The British spy services delved into history for their solution: The use of carrier pigeons to speed information from agent to headquarters. The story is told in a splendidly readable account by Gordon Corera, veteran national security correspondent for the BBC.
For reasons mysterious to us Yanks, the harboring of vast flocks of carrier pigeons is a national pastime for uncountable Brits, whose flocks number into the hundreds.
During the first months of the war, Britain’s chief intelligence arm, MI6, frantically sought information of whether — or when — German forces would sweep out of Europe and invade. Spymasters delved into antiquity for the answer. Noah had pigeons on his famed ark to send reports on flood waters; Julius Caesar used birds during his conquest of Gaul. Pigeons were widely used in World War I. Why not give birds a try?
Britain had two societies of pigeon fanciers that happily supplied the needed birds. For reasons that baffle botanists, homing pigeons have the knack of flying back to their home roosts, whatever the distance.
But could they manage the 100+ miles from Europe back to England? Test flights were successful.
Thus the procedure. Six birds were gently packed into a crate that was tied to a three-and-a-half-foot parachute. Attached to each crate was an envelope with a questionnaire about German installations (and, thoughtfully, a pencil and half-a-pound of pigeon food, to be doled out a cup daily). Return messages were inserted into a small cylinder attached to each bird’s leg.
Thus was hatched Operation Columba (“columba” being the Latin scientific term for pigeon), which despite occasional glitches proved valuable for British intelligence.
The immediate concern was a possible cross-channel invasion. So the first queries dealt with concentrations of German troops and equipment depots in Belgium that could be targeted for bombing.
Two days after the initial drop in April 1940, the first pigeon returned to its roost in Kent with exactly the information sought: The location of a munitions dump, a report on a German artillery movement and a note that enemy morale “is not too good.”
The swift return, followed by many others, answered a key question: Would persons in occupied areas risk their lives to answer the pigeon-borne queries? The response was overwhelming: Many citizens of both Belgium and France were disgusted with their leaders’ swift capitulation to the Germans, and wished to demonstrate their personal bravery.
In many instances, the pigeon messages were dispatched by a single individual — for instance, a farmer who found a parachute while making his morning rounds and scrawled what he knew before tossing the bird into the air.
There were notable examples of how Operation Columba inspired the formation of ad hoc resistance groups. Mr. Corera tells of a farmer who found a pigeon and decided to take it (hidden in a sack of potatoes) to a family he knew were patriots.

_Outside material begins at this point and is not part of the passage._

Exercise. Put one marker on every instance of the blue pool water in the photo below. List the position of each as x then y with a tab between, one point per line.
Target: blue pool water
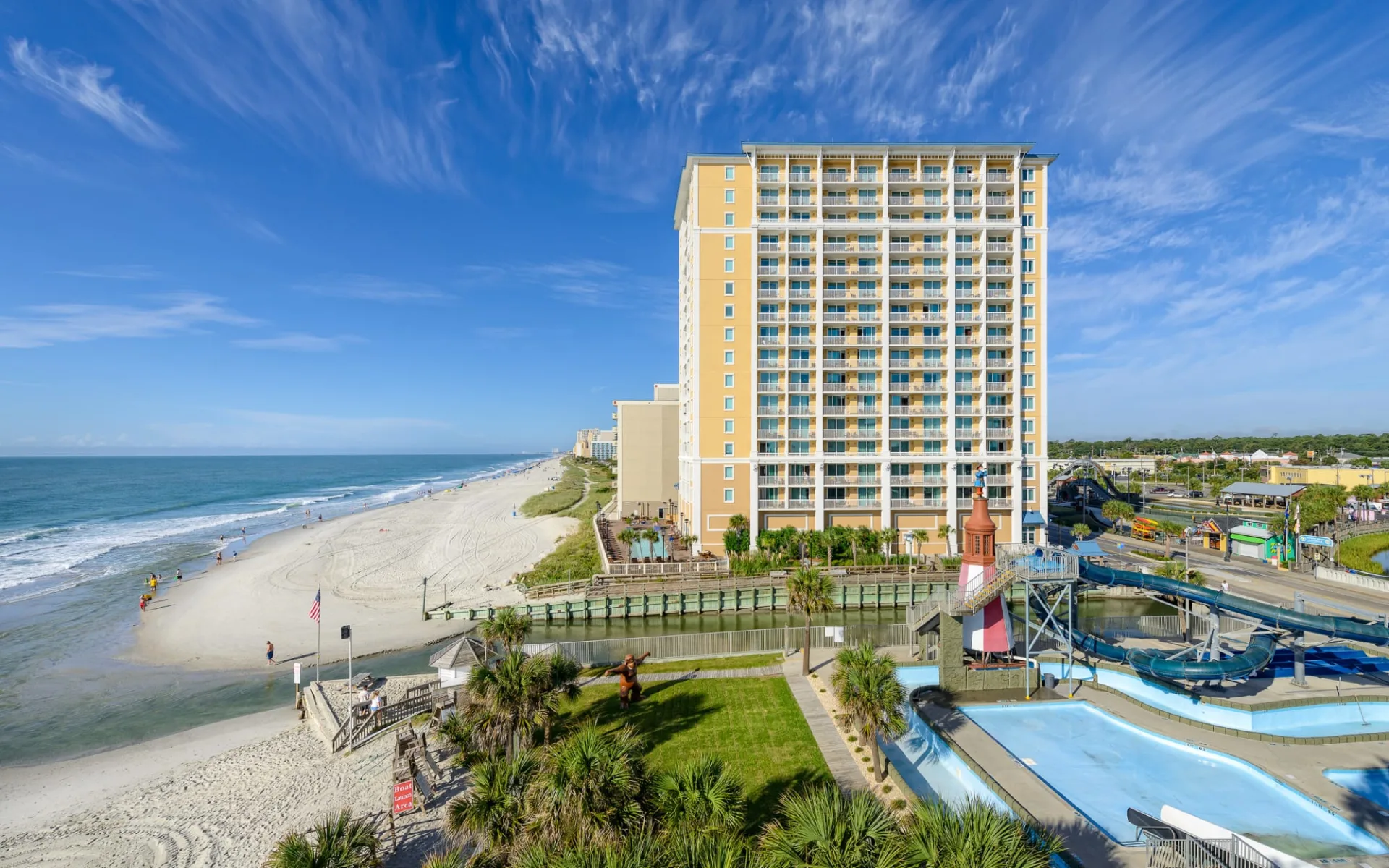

The three brothers and two sisters of the Debaillies family, although they hated the Germans, were divided. Two men felt the “risk was too great.” But they decided to contact a priest, Father Joseph Raskin, who had worked underground against the Germans in World War I, (being jailed twice) and was ready to resist again.
Raskin and friends went to work surveying German military activities in their area. A key item of information was that coastal defenses were being strengthened — a signal to British intelligence that the Germans were now preparing to defend against an invasion, rather than launch one of their own.
Raskin used a magnifying glass to ensure he crammed as much detail as possible onto two thin sheets of rice paper. His product is reproduced in the book. Once can only speculate the excitement with which intel analysts pored over the pages.
One page bore a symbol, a circle with a curley L sitting on a V, with “Our Shield!” scrawled alongside, a signal to watch for subsequent messages. The cell took the name “Leopold Vindictive” and send back uncountable messages.
The Germans, unsurprisingly, found enough pigeons to deduce what was going on and launched counter-measures: Falcons, a pigeon’s worst enemy. They also scattered their own pigeons, hoping to entrap resistance fighters.
Nonetheless, Operation Columba continued through D-Day and beyond, with pigeon-borne serving as messengers. There was a deadly price, of course: Of the 16,000 pigeons sent out, only 1 of 10 made it back alive. Perhaps a memorial statue is in order?